How about health problems?  We bemoan our poor health and look to outside causes and cures.  We want the medical community to fix our problem for us, but we are often the problem.  What we are eating is killing us.  So many of our western diseases of affluence, such as cancer, heart disease, and osteoporosis, could be reduced or eliminated by changing our diet.  (Source The China Study by T. Colin Campbell)

One of my favorite books is How to Stop Worrying and Start Living, by Dale Carnegie.  This book is not full of answers for how to fix your problems.  It doesn’t help you get your mechanic to stop overcharging you.  It won’t remove yellow waxy buildup or pimples.  This book helps us deal with our problems by changing ourselves.  The companion book, How to Win Friends and Influence People, tells us “Any fool can criticize and most fools do,” and that we should work on improving other people right after we have perfected ourselves.  He shows us the circle on our own bellies.  Google these life-changing books and you can read them online for free.

Another book I really liked was When Anger Hurts.  This self-help book showed how you can take any situation such as waiting forever in a toll booth line and turn it around in your mind to avoid getting angry.  It used various strategies such as putting yourself in the place of the other person.  The main point of the book is that we make ourselves angry, with our thoughts of what others could and should be doing.  After reading this book, when I hear people say anger is healthy, I am very dubious.  I think anger can be avoided in most situations, is very unpleasant for all involved, and I have trouble coming up with examples where it could actually help.

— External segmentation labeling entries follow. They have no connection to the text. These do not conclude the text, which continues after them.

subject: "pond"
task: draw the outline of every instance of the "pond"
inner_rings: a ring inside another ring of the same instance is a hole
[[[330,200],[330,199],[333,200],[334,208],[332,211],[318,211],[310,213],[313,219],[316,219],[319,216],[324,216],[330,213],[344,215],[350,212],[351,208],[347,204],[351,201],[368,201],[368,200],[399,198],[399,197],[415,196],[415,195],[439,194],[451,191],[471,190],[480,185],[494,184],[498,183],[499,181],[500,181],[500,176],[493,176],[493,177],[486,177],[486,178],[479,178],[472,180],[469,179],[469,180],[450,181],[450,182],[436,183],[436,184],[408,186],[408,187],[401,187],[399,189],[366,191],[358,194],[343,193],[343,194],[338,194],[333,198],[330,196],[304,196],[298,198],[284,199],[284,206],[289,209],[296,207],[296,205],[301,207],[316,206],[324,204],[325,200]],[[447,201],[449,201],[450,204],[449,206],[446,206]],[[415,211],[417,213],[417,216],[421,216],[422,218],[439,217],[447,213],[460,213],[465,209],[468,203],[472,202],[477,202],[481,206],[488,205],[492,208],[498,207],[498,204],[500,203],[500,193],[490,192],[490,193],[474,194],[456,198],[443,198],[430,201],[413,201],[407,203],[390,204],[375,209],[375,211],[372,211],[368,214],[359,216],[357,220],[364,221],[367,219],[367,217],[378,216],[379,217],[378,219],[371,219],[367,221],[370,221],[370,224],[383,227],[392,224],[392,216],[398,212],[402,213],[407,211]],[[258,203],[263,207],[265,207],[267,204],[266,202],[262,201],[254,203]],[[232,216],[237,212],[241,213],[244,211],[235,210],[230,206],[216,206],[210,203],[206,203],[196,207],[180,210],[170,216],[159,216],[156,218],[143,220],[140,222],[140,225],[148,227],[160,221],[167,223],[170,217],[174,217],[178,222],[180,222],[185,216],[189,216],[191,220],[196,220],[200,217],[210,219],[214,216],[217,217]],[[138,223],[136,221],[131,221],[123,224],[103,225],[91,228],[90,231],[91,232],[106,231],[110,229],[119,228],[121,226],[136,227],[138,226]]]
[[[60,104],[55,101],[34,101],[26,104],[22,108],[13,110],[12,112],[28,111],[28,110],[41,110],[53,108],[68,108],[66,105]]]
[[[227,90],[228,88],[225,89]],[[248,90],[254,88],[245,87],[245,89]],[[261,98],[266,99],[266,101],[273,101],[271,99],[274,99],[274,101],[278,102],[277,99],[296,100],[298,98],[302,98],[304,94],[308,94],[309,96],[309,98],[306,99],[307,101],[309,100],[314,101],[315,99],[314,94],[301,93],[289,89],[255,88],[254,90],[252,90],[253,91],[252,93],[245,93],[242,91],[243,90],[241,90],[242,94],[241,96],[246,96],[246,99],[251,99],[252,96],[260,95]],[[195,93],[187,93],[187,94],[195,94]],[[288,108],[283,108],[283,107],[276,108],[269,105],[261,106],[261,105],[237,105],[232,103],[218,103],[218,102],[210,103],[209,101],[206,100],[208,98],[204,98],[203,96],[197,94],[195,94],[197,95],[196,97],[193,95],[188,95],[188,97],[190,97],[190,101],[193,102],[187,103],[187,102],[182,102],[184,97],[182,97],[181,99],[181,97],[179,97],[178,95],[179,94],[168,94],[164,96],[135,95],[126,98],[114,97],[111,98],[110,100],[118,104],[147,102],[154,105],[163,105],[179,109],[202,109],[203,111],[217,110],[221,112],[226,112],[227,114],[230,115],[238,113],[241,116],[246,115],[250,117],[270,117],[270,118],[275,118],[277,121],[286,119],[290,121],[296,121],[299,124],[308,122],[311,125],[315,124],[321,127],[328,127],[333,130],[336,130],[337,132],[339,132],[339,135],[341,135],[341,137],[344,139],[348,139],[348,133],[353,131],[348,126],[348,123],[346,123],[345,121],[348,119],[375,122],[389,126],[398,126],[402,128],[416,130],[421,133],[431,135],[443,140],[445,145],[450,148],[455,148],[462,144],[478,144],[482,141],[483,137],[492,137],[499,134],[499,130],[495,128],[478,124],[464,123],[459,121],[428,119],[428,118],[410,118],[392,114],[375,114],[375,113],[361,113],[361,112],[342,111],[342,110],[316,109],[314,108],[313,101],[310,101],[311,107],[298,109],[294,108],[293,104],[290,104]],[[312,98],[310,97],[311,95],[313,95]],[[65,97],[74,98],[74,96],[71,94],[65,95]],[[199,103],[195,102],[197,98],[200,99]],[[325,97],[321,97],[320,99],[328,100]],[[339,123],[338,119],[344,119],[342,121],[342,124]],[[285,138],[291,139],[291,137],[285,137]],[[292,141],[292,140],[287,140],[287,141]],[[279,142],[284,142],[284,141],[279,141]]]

The flip side of the concept of assigning blame outside ourselves is seeking happiness outside ourselves.  As if the monk couldn’t meditate unless a giant spider sat on his head.  The Wizard of Oz is a well-known example of this; Dorothy travels all over Oz to discover that the answer to her problem was on her feet all along.  When I was younger, I thought it was a cop-out that the good witch claimed she didn’t tell Dorothy the significance of the magic shoes earlier because Dorothy wouldn’t have believed her; I mean, wouldn’t Dorothy just give her shoes a quick click to try?  But I have come to believe that metaphorically it is often true that people think the answer has to be “out there.”

Lastly, many people seek happiness in food.  I hear, “I couldn’t live without…”  What do you think they say?  air? water? shelter? love?  No, people usually finish this sentence with “cheese” or “dairy.”  I’ll go into this more some other time, but my reason for living is not derived from the mammary excretions of a cow.  If I find that a food no longer meets my values, I shrug my shoulders and discard it.  The alternatives are:

  1. give it up reluctantly and think about it longingly and resentfully
  2. keep eating it and be Torn
  3. change my values to suit my tastes

I found in thinking up this blog entry that I could apply the lesson of the spider to any problem in my life that I could think of, from crying babies to fear of death.  How can you put it to work for you?